「ジノ監督らしく、綺麗で清々しさもある短編だが、物足りなさも。」二つの光 zx800さんの映画レビュー(感想・評価)
ジノ監督らしく、綺麗で清々しさもある短編だが、物足りなさも。
綺麗であり悪意がなく清々しさもある短編。
ホ・ジノ監督作品は比較的好きで見ております。
上映時間が短編とは知らなかったので、これからさらに展開があるのかなと期待していたところで終わってしまい驚きました。
監督の世界観は出ていると思います。
登場人物2人のファンは満足かもしれないです。
2人の美男美女が出たことでこの映画に清々しさを与えています。ただ、どこか綺麗事で現実感が足りない部分があるのも確か。写真やピアノなどより効果的に使う方法があった気がする。

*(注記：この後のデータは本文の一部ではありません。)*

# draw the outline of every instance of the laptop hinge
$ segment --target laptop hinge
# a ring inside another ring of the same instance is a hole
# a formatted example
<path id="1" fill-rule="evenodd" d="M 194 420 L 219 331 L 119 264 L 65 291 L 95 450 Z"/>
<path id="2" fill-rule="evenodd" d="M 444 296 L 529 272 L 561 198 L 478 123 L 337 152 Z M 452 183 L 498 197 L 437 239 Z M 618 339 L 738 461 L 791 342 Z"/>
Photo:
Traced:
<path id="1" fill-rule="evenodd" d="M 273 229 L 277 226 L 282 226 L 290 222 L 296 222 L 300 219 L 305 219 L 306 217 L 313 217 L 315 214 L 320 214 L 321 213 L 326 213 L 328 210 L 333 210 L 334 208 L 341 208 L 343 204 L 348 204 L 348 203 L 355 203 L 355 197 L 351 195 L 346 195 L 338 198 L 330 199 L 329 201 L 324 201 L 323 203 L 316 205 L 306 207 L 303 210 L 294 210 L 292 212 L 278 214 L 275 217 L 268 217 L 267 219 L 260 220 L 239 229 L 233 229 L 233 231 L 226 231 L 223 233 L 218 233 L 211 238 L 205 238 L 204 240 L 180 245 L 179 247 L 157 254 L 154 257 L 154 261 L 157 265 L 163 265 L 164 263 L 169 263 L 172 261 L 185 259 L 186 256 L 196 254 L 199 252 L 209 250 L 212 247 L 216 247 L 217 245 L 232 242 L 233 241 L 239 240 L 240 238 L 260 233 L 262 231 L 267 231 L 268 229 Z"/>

多少なりとも作家性は出ているので、人間の描写は浅過ぎはしないが、やや軽め。
作品として全く浅いわけではないが、良くも悪くも浮かんだこういう話を作りたいなと思っていたものを短編にした自主制作映画の短編の様な印象を受けた。プロであるならば、もう少し俳優の演技や物語や映像の深みが欲しいところ。
ホ・ジノ監督の中でもユ・ヨンギルの映像もあいまって、代表作とも言える【八月のクリスマス】の映画としての密度。
それ以降、『春の日は過ぎゆく』の記憶や音や胸に何か残る感覚。
やや間延びした感もあり、大外的に映画化するような話ではなかったが、何度も見ると登場人物の微妙な心情が垣間見える四月の雪。
それぞれ娯楽映画とは一線を課した魅力はあるが、映画としての完成度はやや落ちている気がする。
最初の2作品を見て、これからの監督作に非常に期待を寄せていた立場としては、今後このような作品ばかりでは少々残念。
それでも、人の温かさがあり、不快な映画ではないので今作を見た人が良い映画だったと思えるならば、それはそれで悪い映画ではないと思いました。